There’s just so much API to implement. The entire QAbstractItemModel API needs to be implemented along with listener API for the source model (eg, sourceRowsAboutToBeInserted/sourceRowsInserted) along with mapToSource and mapFromSource for the proxy model and the internal mapping structures necessary for that.
The requirement of an internal mapping structure is that it must be possible to map objects representing QModelIndexes in the sourceModel to QModelIndexes in the proxyModel itself and vice-versa. In the refactor-in-progress KSelectionProxyModel I was until recently using a QHash to map parent indexes in the source model to parent indexes in the proxy model. The QHash gives O(1) time complexity for lookups, so mapping from the source model to the proxy is fast.
However, mapping from the proxy model to the source model required a call to QHash::key() to get the key given a particular value. That is a O(N) call. Initially I considered adding another mapping in the other direction to the private class, and maintaining both within the proxy implementation. That would be error prone however and not reusable.
The reason for this refactoring work is to make reusable components to use to implement proxy models with. So I needed a class to implement an efficient mapping in both directions. I implemented KBiHash which provided an opportunity to try out the massif-visualiser Milian has been writing and the QTestLib-Tools.
KBiHash maintains two symmetric QHash objects
KBiHash maintains internally a QHash<T, U> and a QHash<U, T> and provides iterators for both “sides” of the mapping along with API for inserting, removing, updating and querying from both sides.
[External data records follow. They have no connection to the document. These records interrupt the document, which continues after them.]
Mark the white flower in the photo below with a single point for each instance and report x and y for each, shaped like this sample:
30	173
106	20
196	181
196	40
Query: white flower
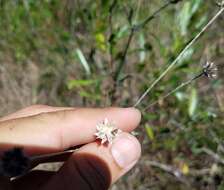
106	131
210	70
The fact that it is also quite similar in structure to a QSet<QPair<T, U> > is not lost on me, so it also provides some set-like API such as intersect(), subtract() and union(). Because the implementation is a bit naïve though (it’s a quick hack) a few nice-to-haves are a bit restricted, such as operator returning an always const reference. Allowing the return value there to be modified would make the internal QHashes out of sync. I suspect though that a real proper implementation might be able to solve that, and be a lot faster, but for now the main benefit of this class is the convenient API for managing the two way mapping. It should be useful in QAbstractItemModel implementations too where you need to map from a void * pointer to something else and vice-versa.
Benchmark results comparing KBiHash with QHash are almost entirely unsurprising. All benchmarks were executed ten times and the results averaged. The results before averaging are here. In the plots below N refers to number of instructions executed as reported by callgrind and size is the size of the container under test. Note also that the x axis is logarithmic.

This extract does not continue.